Snowflake#

You can install RAPIDS on Snowflake via Snowpark Container Services.

Note

The following instructions are an adaptation of the Introduction to Snowpark container Services guide from the Snowflake documentation.

Snowflake requirements#

  • A non-trial Snowflake account in a supported AWS region.

  • A Snowflake account login with a role that has the ACCOUNTADMIN role. If not, you will need to work with your ACCOUNTADMIN to perform the initial account setup.

  • Access to INSTANCE_FAMILY with NVIDIA GPUs. For this guide we will use GPU_NV_S (1 NVIDIA A10G - smallest NVIDIA GPU size available for Snowpark Containers to get started.)

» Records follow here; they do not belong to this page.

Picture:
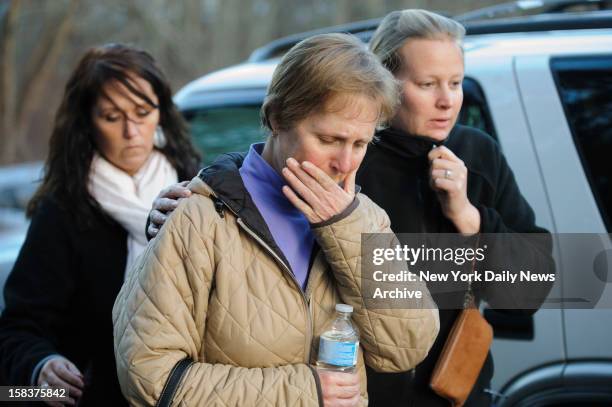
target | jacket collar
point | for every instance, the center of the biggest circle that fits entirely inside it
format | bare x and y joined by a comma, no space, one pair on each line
405,144
223,183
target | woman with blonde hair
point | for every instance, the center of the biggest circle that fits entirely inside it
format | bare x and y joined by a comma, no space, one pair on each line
227,304
441,177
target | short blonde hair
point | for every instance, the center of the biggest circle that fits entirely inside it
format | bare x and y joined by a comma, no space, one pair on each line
323,66
399,26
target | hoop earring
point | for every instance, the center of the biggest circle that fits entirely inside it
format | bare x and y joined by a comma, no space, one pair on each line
159,139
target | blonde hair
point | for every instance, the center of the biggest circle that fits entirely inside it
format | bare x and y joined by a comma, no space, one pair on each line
399,26
323,66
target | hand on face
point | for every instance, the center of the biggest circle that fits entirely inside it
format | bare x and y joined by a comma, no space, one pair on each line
448,177
314,193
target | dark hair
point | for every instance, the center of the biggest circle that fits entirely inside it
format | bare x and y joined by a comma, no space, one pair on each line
71,146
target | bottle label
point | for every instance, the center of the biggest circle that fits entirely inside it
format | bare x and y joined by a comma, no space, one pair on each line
338,353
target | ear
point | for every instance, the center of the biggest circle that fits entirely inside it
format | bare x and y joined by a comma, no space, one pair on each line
274,125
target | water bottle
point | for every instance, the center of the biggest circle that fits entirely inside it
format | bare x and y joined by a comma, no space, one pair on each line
339,343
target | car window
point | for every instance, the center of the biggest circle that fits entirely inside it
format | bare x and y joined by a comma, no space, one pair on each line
224,129
585,87
475,112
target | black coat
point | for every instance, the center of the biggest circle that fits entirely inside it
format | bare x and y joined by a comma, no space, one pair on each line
395,175
59,297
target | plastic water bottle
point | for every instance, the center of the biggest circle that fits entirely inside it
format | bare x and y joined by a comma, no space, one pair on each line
339,343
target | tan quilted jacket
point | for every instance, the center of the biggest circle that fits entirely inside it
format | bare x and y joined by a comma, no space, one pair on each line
209,287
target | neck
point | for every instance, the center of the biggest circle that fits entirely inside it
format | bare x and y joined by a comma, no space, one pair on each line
270,153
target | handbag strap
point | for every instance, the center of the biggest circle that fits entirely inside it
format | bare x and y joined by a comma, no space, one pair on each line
469,300
174,379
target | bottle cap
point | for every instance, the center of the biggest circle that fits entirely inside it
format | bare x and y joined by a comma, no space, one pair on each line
344,308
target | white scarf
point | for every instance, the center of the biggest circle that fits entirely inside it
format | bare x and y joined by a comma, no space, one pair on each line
128,199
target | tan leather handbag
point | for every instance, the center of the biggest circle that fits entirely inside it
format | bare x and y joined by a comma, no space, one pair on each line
463,355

Set up the Snowflake environment#

In a SQL worksheet in Snowflake, run the following commands to create the role, database, warehouse, and stage that we need to get started:

-- Create an CONTAINER_USER_ROLE with required privileges
USE ROLE ACCOUNTADMIN;
CREATE ROLE CONTAINER_USER_ROLE;
GRANT CREATE DATABASE ON ACCOUNT TO ROLE CONTAINER_USER_ROLE;
GRANT CREATE WAREHOUSE ON ACCOUNT TO ROLE CONTAINER_USER_ROLE;
GRANT CREATE COMPUTE POOL ON ACCOUNT TO ROLE CONTAINER_USER_ROLE;
GRANT CREATE INTEGRATION ON ACCOUNT TO ROLE CONTAINER_USER_ROLE;
GRANT MONITOR USAGE ON ACCOUNT TO  ROLE  CONTAINER_USER_ROLE;
GRANT BIND SERVICE ENDPOINT ON ACCOUNT TO ROLE CONTAINER_USER_ROLE;
GRANT IMPORTED PRIVILEGES ON DATABASE snowflake TO ROLE CONTAINER_USER_ROLE;

-- Grant CONTAINER_USER_ROLE to ACCOUNTADMIN
grant role CONTAINER_USER_ROLE to role ACCOUNTADMIN;

-- Create Database, Warehouse, and Image spec stage
USE ROLE CONTAINER_USER_ROLE;
CREATE OR REPLACE DATABASE CONTAINER_HOL_DB;

CREATE OR REPLACE WAREHOUSE CONTAINER_HOL_WH
  WAREHOUSE_SIZE = XSMALL
  AUTO_SUSPEND = 120
  AUTO_RESUME = TRUE;

CREATE STAGE IF NOT EXISTS specs
ENCRYPTION = (TYPE='SNOWFLAKE_SSE');

CREATE STAGE IF NOT EXISTS volumes
ENCRYPTION = (TYPE='SNOWFLAKE_SSE')
DIRECTORY = (ENABLE = TRUE);

Then we proceed to create the external access integration, the compute pool (with GPU resources), and the image repository:

USE ROLE ACCOUNTADMIN;

CREATE OR REPLACE NETWORK RULE ALLOW_ALL_RULE
  TYPE = 'HOST_PORT'
  MODE = 'EGRESS'
  VALUE_LIST= ('0.0.0.0:443', '0.0.0.0:80');

CREATE OR REPLACE EXTERNAL ACCESS INTEGRATION ALLOW_ALL_EAI
  ALLOWED_NETWORK_RULES = (ALLOW_ALL_RULE)
  ENABLED = true;

GRANT USAGE ON INTEGRATION ALLOW_ALL_EAI TO ROLE CONTAINER_USER_ROLE;

USE ROLE CONTAINER_USER_ROLE;
CREATE COMPUTE POOL IF NOT EXISTS CONTAINER_HOL_POOL
MIN_NODES = 1
MAX_NODES = 1
INSTANCE_FAMILY = GPU_NV_S; -- instance with GPU

CREATE IMAGE REPOSITORY CONTAINER_HOL_DB.PUBLIC.IMAGE_REPO;

SHOW IMAGE REPOSITORIES IN SCHEMA CONTAINER_HOL_DB.PUBLIC;

Docker image push via SnowCLI#

The nest step in the process is to push to the image registry the docker image you will want to run via the service.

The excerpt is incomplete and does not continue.